Prendo spunto da un articolo appena letto su Corriere.it in cui si interpella anche una collega (Valeria Fragola) sugli usi e costumi dei doni di nozze nell’Italia contemporanea. L’articolo l’ho letto per dovere di cronaca e con un pizzico di curiosità.
Nel mio piccolo trovo che la lista nozze in ogni sua forma (dal viaggio, al corredo classico, alla lista d’arte o di libri) sia ancora la pratica più largamente diffusa. Eppure credo che in Italia l’abitudine della cosiddetta “busta” non sia mai tramontata. C’è chi la dona per pigrizia (o vanità), chi ci conta perché ha fatto i conti del matrimonio con troppa esuberanza, chi si trova a disagio quando la riceve, chi trattiene a stento la delusione se non la trova tra i regali. Ma la busta e i contanti sono da sempre una caratteristica propria dei matrimoni all’italiana.
Però quali che siano i desideri, le necessità e i costumi degli sposi, questi non dovrebbero mai infrangere le regole minime del buon costume. E qui, un commento della collega Fragola mi ha lasciato perplessa: “a volte, mi è anche capitato che qualche sposina mi abbia chiesto di poter inserire il codice IBAN direttamente sulla partecipazione: pratica che tento sempre di dissuadere, perché non mi sembra molto elegante”.
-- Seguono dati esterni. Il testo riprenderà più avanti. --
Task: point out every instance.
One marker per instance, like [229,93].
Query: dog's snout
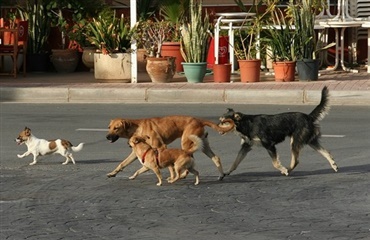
[112,137]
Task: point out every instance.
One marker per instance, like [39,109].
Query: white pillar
[133,20]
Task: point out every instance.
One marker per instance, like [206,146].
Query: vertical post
[133,19]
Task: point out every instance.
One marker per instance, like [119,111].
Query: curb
[178,95]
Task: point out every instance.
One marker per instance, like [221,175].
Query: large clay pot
[88,57]
[221,72]
[115,66]
[64,60]
[141,60]
[38,62]
[250,70]
[161,70]
[284,71]
[172,49]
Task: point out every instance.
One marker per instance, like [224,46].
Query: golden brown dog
[177,160]
[163,131]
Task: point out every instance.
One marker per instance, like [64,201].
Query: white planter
[116,66]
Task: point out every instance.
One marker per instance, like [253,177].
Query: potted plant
[151,34]
[281,40]
[110,35]
[303,15]
[77,29]
[247,40]
[195,40]
[174,11]
[64,59]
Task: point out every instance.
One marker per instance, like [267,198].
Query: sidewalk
[81,87]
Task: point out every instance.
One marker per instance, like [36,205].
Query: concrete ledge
[186,95]
[251,96]
[361,98]
[107,95]
[34,95]
[178,95]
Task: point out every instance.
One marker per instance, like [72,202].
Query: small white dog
[40,147]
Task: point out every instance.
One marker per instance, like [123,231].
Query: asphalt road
[54,201]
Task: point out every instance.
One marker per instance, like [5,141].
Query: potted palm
[195,40]
[151,34]
[303,15]
[110,35]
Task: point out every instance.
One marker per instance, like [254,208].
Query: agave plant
[195,34]
[303,15]
[150,34]
[109,34]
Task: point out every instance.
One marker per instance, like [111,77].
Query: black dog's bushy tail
[323,108]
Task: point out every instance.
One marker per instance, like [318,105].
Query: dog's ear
[230,110]
[27,130]
[237,116]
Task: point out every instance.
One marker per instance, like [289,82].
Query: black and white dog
[269,130]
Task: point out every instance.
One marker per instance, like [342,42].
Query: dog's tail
[78,148]
[221,129]
[197,143]
[323,108]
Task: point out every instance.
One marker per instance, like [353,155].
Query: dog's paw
[221,177]
[285,172]
[111,175]
[335,167]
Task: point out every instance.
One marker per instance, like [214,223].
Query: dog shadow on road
[276,176]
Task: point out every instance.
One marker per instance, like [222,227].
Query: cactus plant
[195,34]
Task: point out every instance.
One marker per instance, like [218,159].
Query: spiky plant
[195,34]
[109,33]
[303,14]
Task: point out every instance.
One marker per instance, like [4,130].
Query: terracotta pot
[222,72]
[284,71]
[88,57]
[250,70]
[141,60]
[172,49]
[161,70]
[64,60]
[115,66]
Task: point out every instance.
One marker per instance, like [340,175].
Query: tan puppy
[163,131]
[177,160]
[39,147]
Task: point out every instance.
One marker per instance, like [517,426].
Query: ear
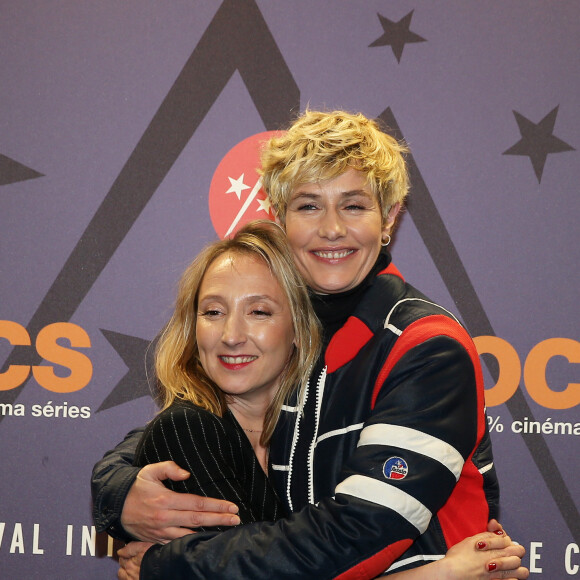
[391,216]
[278,220]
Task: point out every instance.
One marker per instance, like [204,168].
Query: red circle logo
[235,194]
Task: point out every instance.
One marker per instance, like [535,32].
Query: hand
[486,556]
[130,558]
[156,514]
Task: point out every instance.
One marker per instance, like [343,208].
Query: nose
[233,332]
[331,225]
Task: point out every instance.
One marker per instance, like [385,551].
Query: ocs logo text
[47,346]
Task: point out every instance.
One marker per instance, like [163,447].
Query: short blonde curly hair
[321,145]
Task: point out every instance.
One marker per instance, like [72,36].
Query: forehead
[237,274]
[348,184]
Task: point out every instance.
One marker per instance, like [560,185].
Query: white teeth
[334,255]
[237,360]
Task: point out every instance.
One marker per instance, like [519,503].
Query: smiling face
[244,327]
[335,228]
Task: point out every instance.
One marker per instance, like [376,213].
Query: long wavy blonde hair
[179,371]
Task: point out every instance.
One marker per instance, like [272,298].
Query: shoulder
[184,414]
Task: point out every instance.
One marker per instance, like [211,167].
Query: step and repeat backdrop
[128,139]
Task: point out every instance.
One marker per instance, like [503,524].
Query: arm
[219,458]
[482,557]
[332,538]
[111,480]
[131,502]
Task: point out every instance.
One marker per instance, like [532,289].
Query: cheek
[295,232]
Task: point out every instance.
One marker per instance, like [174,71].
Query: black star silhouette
[136,382]
[12,172]
[397,34]
[537,141]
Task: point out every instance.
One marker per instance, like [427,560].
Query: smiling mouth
[333,255]
[237,360]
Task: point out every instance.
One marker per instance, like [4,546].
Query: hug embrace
[321,418]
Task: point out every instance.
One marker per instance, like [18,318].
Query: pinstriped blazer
[217,453]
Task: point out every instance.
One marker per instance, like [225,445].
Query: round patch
[235,194]
[395,468]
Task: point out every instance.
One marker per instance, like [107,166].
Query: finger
[493,526]
[516,574]
[199,503]
[163,470]
[172,502]
[207,519]
[491,541]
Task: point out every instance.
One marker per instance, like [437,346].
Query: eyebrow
[314,195]
[251,298]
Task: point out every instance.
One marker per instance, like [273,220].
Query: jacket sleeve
[430,389]
[111,480]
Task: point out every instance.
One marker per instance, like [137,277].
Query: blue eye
[259,312]
[210,313]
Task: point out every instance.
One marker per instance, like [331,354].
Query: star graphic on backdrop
[397,34]
[264,205]
[538,141]
[134,384]
[237,186]
[12,172]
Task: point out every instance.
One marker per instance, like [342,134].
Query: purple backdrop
[114,118]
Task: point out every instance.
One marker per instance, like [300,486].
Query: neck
[251,420]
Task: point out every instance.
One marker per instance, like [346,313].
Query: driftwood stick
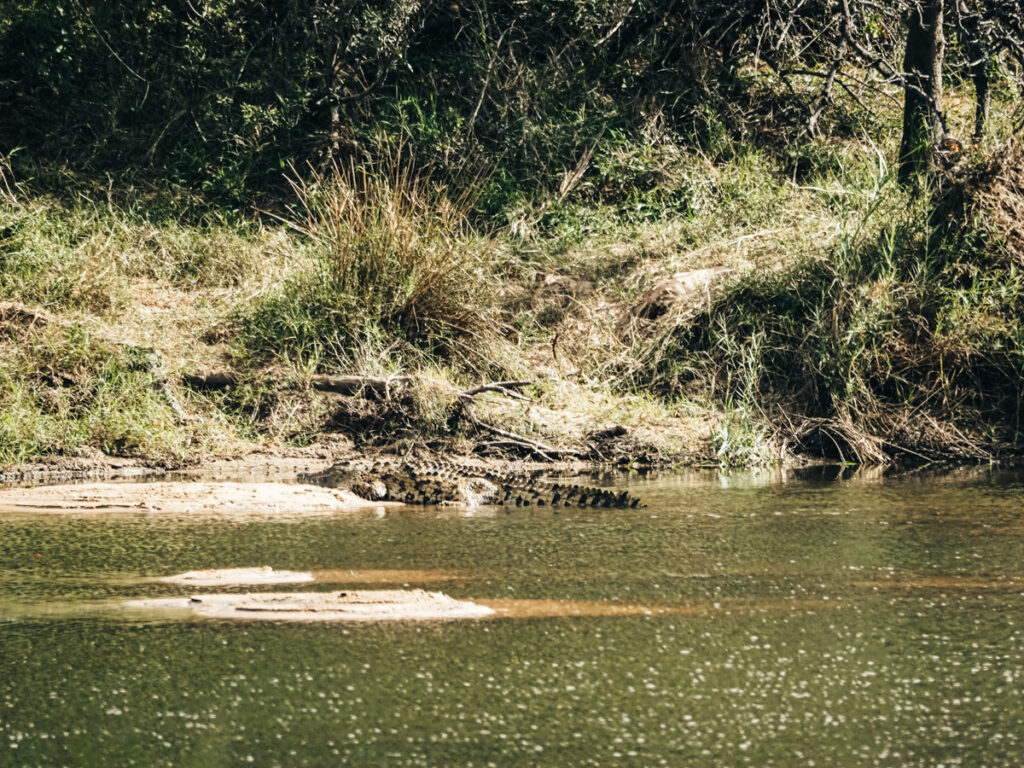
[212,380]
[545,452]
[502,387]
[350,385]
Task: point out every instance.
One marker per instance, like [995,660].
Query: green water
[819,622]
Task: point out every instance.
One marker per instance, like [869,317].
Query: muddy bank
[182,498]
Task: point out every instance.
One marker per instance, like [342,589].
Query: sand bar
[349,605]
[183,498]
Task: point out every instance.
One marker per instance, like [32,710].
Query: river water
[739,619]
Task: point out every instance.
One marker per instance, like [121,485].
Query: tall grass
[397,270]
[903,342]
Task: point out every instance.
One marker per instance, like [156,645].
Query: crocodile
[414,481]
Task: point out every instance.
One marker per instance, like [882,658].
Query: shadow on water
[823,616]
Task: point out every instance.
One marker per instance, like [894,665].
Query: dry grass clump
[986,198]
[397,268]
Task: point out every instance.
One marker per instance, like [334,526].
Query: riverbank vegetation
[691,253]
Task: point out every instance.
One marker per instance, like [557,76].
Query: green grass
[396,271]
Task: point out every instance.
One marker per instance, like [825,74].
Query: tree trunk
[923,119]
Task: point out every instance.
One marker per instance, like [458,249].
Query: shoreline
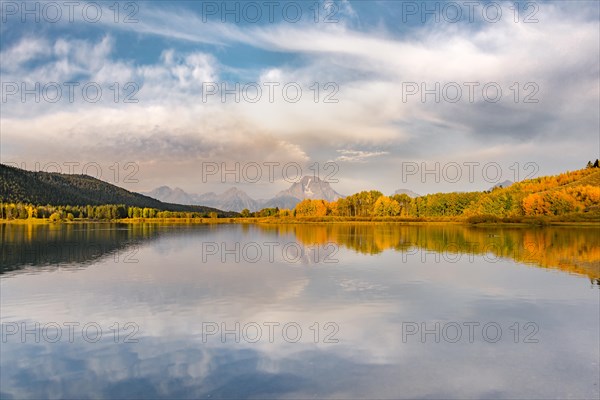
[528,222]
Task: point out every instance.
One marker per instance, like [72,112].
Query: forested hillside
[44,188]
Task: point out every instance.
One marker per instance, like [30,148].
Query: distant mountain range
[21,186]
[234,199]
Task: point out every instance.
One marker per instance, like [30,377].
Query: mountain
[233,199]
[41,188]
[237,200]
[168,195]
[310,187]
[407,192]
[504,184]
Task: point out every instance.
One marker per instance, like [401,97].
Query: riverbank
[579,219]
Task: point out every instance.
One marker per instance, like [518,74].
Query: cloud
[364,69]
[358,155]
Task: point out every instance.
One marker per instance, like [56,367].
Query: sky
[429,96]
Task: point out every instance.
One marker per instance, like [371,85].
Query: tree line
[89,212]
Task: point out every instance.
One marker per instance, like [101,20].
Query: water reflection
[572,250]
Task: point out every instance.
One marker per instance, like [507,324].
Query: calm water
[302,311]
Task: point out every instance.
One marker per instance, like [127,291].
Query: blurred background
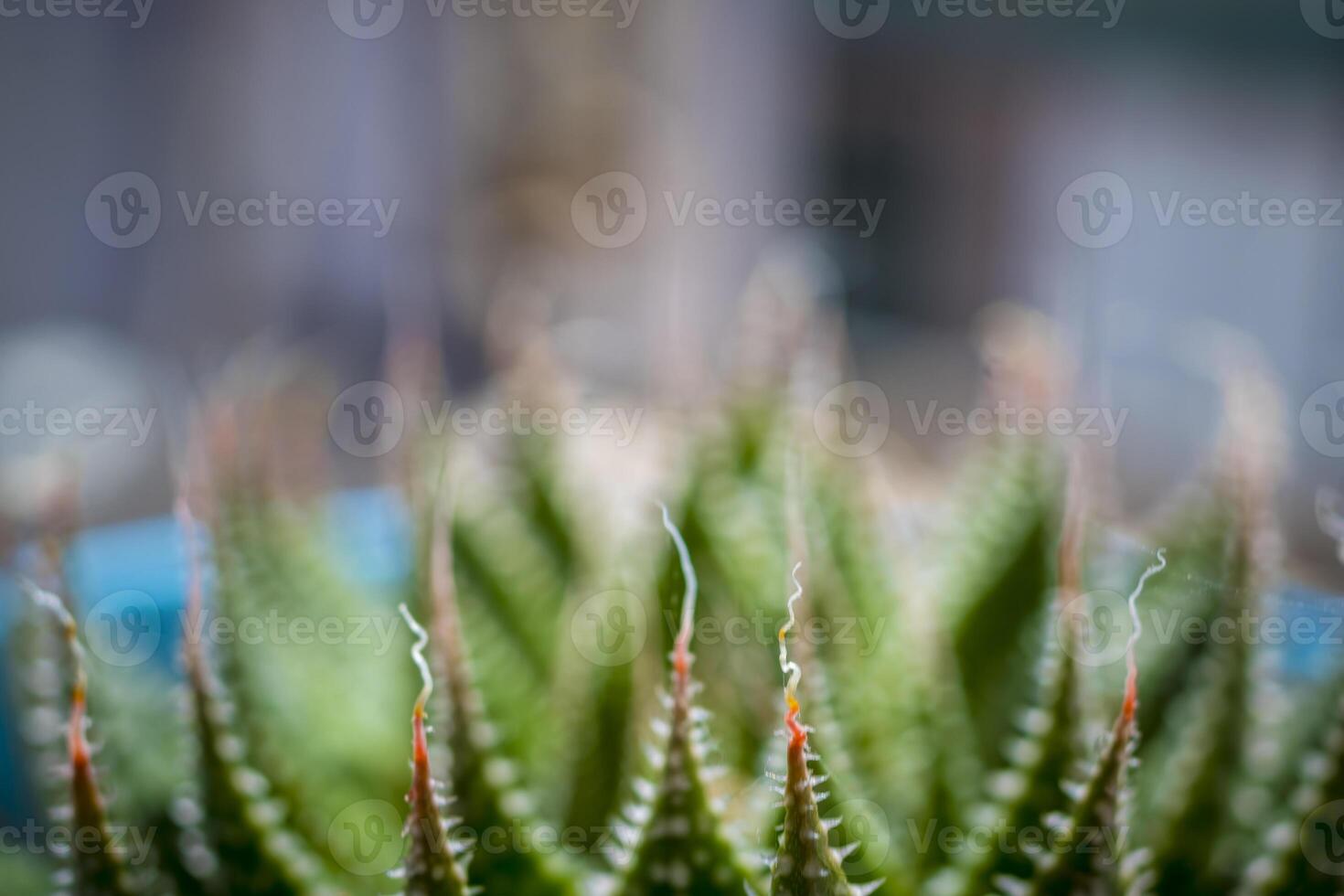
[972,129]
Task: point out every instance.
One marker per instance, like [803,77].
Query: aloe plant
[957,704]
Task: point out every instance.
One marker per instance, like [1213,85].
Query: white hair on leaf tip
[786,666]
[418,657]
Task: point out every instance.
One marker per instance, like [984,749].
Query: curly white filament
[683,637]
[70,630]
[418,656]
[1133,609]
[789,667]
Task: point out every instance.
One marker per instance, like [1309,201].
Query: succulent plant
[949,720]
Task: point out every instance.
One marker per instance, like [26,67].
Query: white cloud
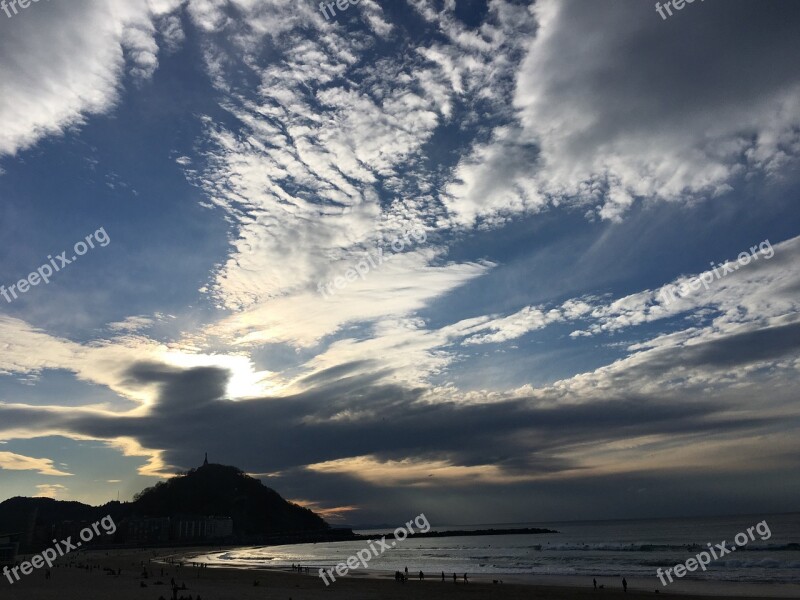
[17,462]
[62,62]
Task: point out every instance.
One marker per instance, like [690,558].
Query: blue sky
[562,163]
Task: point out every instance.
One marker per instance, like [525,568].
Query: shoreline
[682,588]
[83,575]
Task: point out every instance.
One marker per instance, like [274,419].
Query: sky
[493,261]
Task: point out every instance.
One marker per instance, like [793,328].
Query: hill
[258,513]
[226,491]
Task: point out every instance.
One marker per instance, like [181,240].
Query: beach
[74,583]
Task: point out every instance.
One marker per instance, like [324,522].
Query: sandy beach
[74,583]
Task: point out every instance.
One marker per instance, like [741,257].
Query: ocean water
[634,549]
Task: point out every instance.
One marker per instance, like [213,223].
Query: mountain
[226,491]
[258,514]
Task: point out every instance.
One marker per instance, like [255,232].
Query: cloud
[54,491]
[17,462]
[614,107]
[65,62]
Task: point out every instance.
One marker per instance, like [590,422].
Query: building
[187,529]
[147,530]
[9,546]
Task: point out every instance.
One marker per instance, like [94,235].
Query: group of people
[624,585]
[300,568]
[402,577]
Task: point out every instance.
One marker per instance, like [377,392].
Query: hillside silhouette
[258,514]
[222,490]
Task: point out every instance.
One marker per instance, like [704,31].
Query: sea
[581,550]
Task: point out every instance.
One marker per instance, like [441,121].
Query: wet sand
[73,583]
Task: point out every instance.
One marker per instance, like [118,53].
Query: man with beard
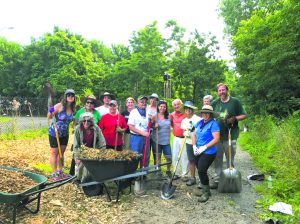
[231,112]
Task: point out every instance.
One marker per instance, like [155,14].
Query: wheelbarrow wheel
[93,190]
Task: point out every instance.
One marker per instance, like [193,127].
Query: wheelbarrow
[22,199]
[120,171]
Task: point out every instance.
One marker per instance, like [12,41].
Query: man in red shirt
[176,118]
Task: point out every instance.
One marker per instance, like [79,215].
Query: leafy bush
[275,147]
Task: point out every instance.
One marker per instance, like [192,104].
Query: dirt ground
[69,204]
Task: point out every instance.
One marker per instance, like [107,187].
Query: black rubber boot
[205,194]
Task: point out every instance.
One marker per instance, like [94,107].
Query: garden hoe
[168,190]
[230,178]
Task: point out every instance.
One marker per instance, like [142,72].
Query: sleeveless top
[62,123]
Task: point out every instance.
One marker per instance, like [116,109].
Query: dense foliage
[67,60]
[275,147]
[266,44]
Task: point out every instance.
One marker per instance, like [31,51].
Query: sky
[109,21]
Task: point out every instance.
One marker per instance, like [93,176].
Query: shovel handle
[229,147]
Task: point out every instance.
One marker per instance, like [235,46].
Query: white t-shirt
[139,122]
[189,123]
[102,110]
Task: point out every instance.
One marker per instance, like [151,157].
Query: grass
[275,148]
[4,119]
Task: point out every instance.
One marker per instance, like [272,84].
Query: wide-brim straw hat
[112,96]
[209,109]
[190,104]
[90,97]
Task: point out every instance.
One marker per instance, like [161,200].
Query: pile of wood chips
[13,182]
[106,154]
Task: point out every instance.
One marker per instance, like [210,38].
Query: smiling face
[70,97]
[176,106]
[152,101]
[188,112]
[162,108]
[130,104]
[89,105]
[222,92]
[106,100]
[86,123]
[205,116]
[112,109]
[142,103]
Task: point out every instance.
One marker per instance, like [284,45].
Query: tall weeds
[275,147]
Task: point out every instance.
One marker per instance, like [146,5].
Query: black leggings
[203,162]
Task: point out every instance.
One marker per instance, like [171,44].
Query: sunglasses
[87,121]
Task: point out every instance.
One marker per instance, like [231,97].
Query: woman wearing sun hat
[86,133]
[90,103]
[63,113]
[187,125]
[204,140]
[105,98]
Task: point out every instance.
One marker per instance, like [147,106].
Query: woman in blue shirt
[204,140]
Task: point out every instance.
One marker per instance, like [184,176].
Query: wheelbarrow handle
[54,183]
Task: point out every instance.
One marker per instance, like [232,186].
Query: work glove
[202,149]
[51,110]
[119,130]
[187,133]
[230,121]
[196,150]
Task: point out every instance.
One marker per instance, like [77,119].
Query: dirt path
[184,207]
[68,203]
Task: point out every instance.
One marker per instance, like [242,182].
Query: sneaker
[214,185]
[199,186]
[63,175]
[185,179]
[176,177]
[169,174]
[191,181]
[55,176]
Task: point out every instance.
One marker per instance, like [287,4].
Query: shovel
[61,159]
[231,178]
[168,190]
[139,185]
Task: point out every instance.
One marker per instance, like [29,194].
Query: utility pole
[167,86]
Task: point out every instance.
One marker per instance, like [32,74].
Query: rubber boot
[200,193]
[205,194]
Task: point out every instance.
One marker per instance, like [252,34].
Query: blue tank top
[62,123]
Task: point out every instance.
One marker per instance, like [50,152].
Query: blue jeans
[137,144]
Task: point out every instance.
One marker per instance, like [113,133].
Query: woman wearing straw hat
[204,140]
[90,103]
[86,133]
[187,125]
[105,98]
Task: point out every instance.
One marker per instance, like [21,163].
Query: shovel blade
[230,181]
[167,191]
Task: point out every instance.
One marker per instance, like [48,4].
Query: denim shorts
[166,149]
[190,152]
[62,140]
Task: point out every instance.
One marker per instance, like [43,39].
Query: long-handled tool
[230,178]
[117,133]
[168,190]
[156,142]
[61,159]
[139,188]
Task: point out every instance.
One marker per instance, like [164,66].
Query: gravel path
[184,207]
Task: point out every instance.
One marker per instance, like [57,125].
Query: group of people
[198,141]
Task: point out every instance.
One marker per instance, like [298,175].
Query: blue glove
[51,110]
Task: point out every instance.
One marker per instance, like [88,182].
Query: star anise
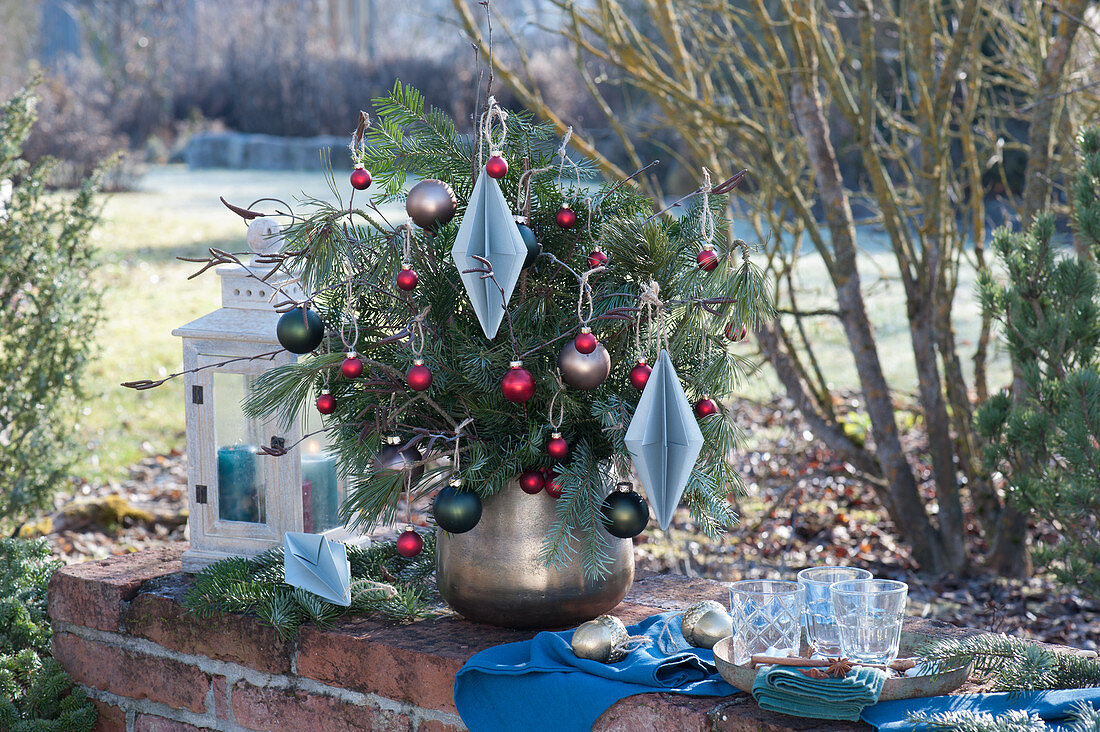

Prima di tutto non condivido la connotazione di stile data a un gesto che è invece oggettivamente maleducato perché manca di rispetto e sentimenti. Inserire nella partecipazione le indicazioni relative al regalo che ci si aspetta è una contraddizione in termini: state invitando qualcuno a prendere parte a un momento importantissimo della vostra vita perché si presuppone che ci teniate. Presentargli il conto in una forma impersonale è come ammettere che la sua presenza è per voi di nessuna importanza, al contrario del regalo, che volete scegliere voi e che date per scontato di ricevere.
Se ci tenete così poco, è lecito chiedersi, perché scomodarvi a invitare questa persona e pagarne il pranzo? Ma questa non è una questione di eleganza. La buona educazione non è un privilegio dell’aristocrazia e non andrebbe osservata per farsi belli. E’ una forma di rispetto nei confronti dei nostri simili, un insieme di norme comportamentali che ci aiuta a dimostrare agli altri il nostro rispetto e il nostro affetto.
Secondo, come wedding planner considero mio dovere mettere a disposizione dei miei clienti le mie conoscenze e la mia esperienza per evitare loro errori e situazioni imbarazzanti. Se mi chiederete di fare qualcosa che è maleducata, io vi dirò esplicitamente quello che penso e vi aiuterò a trovare un’alternativa che vi aiuti a raggiungere gli stessi obiettivi senza offendere nessuno. E farò di tutto perché seguiate il mio consiglio.
Qualche esempio di gesti maleducati, che neanche la frequenza con cui vengono compiuti può sdoganare?
– infilare i dettagli della lista nozze nella busta dell’invito. Vedi sopra;
– indirizzare la partecipazione o l’invito a un solo membro di un nucleo famigliare. Equivale a chiedergli di lasciare a casa la sua famiglia;
– non ringraziare formalmente (a parole o per iscritto) tutti quelli che sono intervenuti E quelli che hanno inviato un regalo;
– fare due feste, una di serie A, più ricca, con un centinaio di invitati (tra cui lontani cugini), l’altra con cibo di serie B e 200 invitati per fare baracca. La pratica della doppia festa è accettabile solo se una delle due è veramente ristretta a pochissimi intimi e se l’altra ha uno stile completamente diverso. Insomma, se è evidente che sarebbe stato impossibile far coinvivere i due gruppi di invitati nella stessa situazione;
– il bar a pagamento. Piuttosto non mettete il bar.
Perché per quanto le persone intorno a noi possano trattarci male e comportarsi come se non esistessero regole, è sempre nostro dovere contribuire a diffondere una cultura del buon costume, dare il buon esempio e trattare gli altri come vorremmo essere trattati noi stessi. Anche nel matrimonio.